Just wasted half a day debugging a memory leak in a supposedly sandboxed agent tool. Turns out, it wasn't a leak. I simply never set `memory.max`. The default is... unlimited pages, bound only by the host's address space.
So my "sandboxed" tool happily allocated until it OOM-killed the entire node process. Great isolation.
This is the foundational mistake everyone makes with WASM-as-a-sandbox. They focus on the CPU and syscall isolation (which is fine) and forget that a guest can still:
* Allocate until host memory exhaustion.
* Perform denial-of-service via infinite loops or runaway allocation, unless you've also implemented deterministic execution limits (fuel/epochs).

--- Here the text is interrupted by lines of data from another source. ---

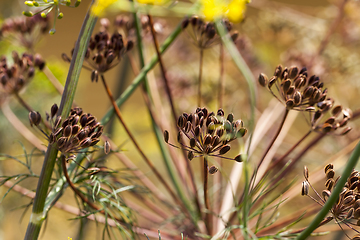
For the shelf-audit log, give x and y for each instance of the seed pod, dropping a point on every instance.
(224, 149)
(238, 158)
(306, 172)
(326, 194)
(330, 173)
(67, 131)
(263, 79)
(54, 109)
(192, 142)
(305, 188)
(328, 166)
(106, 147)
(207, 139)
(350, 213)
(329, 184)
(94, 76)
(213, 169)
(349, 200)
(190, 155)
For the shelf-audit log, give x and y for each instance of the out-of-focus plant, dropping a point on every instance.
(220, 180)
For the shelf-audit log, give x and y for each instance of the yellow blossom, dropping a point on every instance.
(100, 6)
(233, 10)
(152, 2)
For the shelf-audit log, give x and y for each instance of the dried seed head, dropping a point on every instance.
(305, 188)
(213, 169)
(35, 118)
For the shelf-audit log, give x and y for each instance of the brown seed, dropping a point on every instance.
(190, 155)
(263, 79)
(326, 194)
(106, 147)
(54, 109)
(192, 142)
(224, 149)
(350, 213)
(329, 184)
(213, 169)
(238, 158)
(328, 166)
(349, 200)
(306, 172)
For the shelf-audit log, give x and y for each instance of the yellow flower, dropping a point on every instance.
(100, 6)
(152, 2)
(233, 10)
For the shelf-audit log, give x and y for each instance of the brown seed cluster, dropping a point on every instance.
(79, 130)
(294, 88)
(203, 33)
(335, 123)
(14, 77)
(208, 134)
(104, 52)
(347, 208)
(25, 30)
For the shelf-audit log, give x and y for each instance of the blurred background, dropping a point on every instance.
(287, 32)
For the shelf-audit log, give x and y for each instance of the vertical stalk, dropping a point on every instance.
(38, 214)
(334, 195)
(208, 220)
(200, 76)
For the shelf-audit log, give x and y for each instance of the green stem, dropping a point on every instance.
(334, 195)
(38, 214)
(55, 192)
(140, 78)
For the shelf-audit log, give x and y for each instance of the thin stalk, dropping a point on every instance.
(274, 138)
(155, 123)
(200, 76)
(38, 214)
(334, 195)
(148, 162)
(302, 153)
(163, 71)
(221, 78)
(22, 102)
(21, 128)
(208, 220)
(140, 78)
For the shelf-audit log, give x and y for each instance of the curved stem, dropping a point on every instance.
(38, 214)
(334, 195)
(208, 220)
(287, 153)
(148, 162)
(163, 72)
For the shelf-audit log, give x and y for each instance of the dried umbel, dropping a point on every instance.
(25, 31)
(14, 77)
(208, 134)
(294, 88)
(347, 208)
(203, 33)
(47, 7)
(104, 52)
(330, 118)
(79, 130)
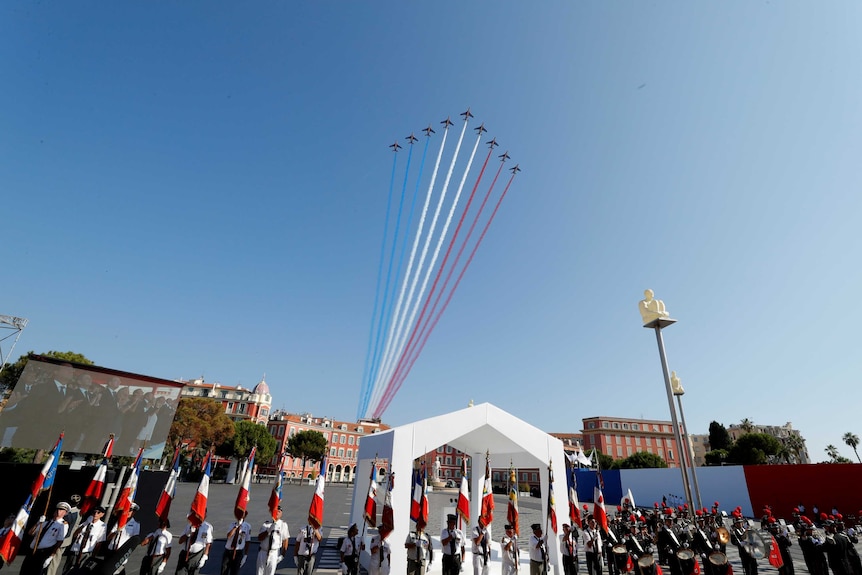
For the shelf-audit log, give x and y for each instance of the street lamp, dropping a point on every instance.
(656, 317)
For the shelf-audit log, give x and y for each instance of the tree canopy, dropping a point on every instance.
(641, 460)
(248, 434)
(201, 421)
(719, 438)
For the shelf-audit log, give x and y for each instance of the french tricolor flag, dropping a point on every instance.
(315, 511)
(243, 497)
(163, 507)
(198, 512)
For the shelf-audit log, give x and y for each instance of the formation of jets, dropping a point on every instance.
(480, 129)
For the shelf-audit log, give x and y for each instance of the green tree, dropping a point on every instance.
(852, 440)
(246, 435)
(308, 445)
(753, 449)
(719, 438)
(641, 460)
(200, 421)
(715, 457)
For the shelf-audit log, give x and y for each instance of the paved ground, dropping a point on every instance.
(338, 501)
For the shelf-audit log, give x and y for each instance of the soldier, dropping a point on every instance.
(419, 552)
(236, 546)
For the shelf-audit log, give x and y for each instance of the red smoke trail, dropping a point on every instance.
(409, 351)
(392, 390)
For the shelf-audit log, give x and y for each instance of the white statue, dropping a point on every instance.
(651, 309)
(675, 384)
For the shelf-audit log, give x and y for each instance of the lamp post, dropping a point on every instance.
(679, 391)
(656, 317)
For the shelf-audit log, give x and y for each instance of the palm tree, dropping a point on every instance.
(852, 440)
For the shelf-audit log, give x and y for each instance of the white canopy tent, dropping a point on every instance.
(473, 430)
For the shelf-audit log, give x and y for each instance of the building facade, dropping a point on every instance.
(342, 440)
(240, 404)
(620, 437)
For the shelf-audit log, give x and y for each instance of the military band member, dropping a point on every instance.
(452, 540)
(419, 552)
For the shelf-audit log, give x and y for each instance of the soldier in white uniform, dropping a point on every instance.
(236, 546)
(158, 544)
(196, 542)
(307, 542)
(274, 539)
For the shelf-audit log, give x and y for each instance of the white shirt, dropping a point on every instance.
(277, 533)
(204, 538)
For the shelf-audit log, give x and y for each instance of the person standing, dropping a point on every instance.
(236, 546)
(274, 540)
(196, 542)
(350, 552)
(481, 548)
(419, 552)
(538, 551)
(158, 544)
(48, 535)
(509, 549)
(593, 547)
(452, 541)
(307, 542)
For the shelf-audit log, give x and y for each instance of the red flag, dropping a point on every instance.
(512, 511)
(315, 511)
(163, 507)
(419, 503)
(387, 520)
(552, 512)
(487, 512)
(463, 507)
(11, 540)
(198, 511)
(371, 498)
(127, 495)
(243, 497)
(275, 495)
(775, 555)
(599, 507)
(97, 485)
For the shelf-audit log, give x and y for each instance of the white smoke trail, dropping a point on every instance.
(377, 388)
(430, 268)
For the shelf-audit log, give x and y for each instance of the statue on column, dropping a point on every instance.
(652, 309)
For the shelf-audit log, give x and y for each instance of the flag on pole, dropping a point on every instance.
(243, 496)
(574, 506)
(370, 513)
(127, 495)
(487, 513)
(163, 507)
(315, 511)
(419, 503)
(512, 511)
(463, 507)
(599, 505)
(552, 511)
(275, 495)
(198, 511)
(11, 540)
(387, 520)
(96, 489)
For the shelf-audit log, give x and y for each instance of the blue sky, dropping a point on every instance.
(199, 188)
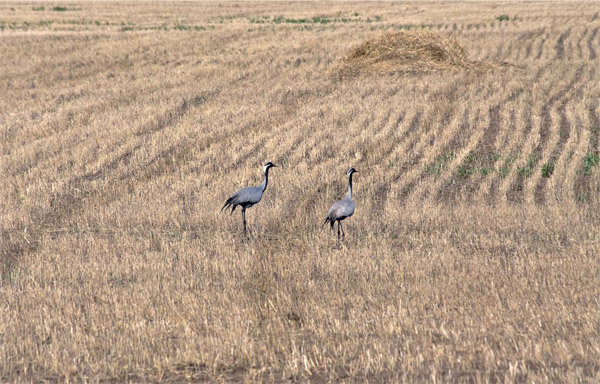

Where WASM isolation is genuinely useful: containing a *known, well-behaved* module where you need computational isolation, not security from a malicious actor. Think of isolating a buggy image decoder.
Where it's security theater: pretending a raw WASM runtime, without a meticulously configured and enforced resource policy, provides meaningful containment for arbitrary/untrusted agent code.
For agent tools, your actual attack surface includes:
* The hostcall interface you expose (the real crown jewels).
* Any shared, mutable state between the host and the module.
* The resource exhaustion vectors (memory, CPU, storage if you provide it).
What's your policy for these? If it's "defaults," you've probably already lost.
If it's not in the threat model, it's not secure.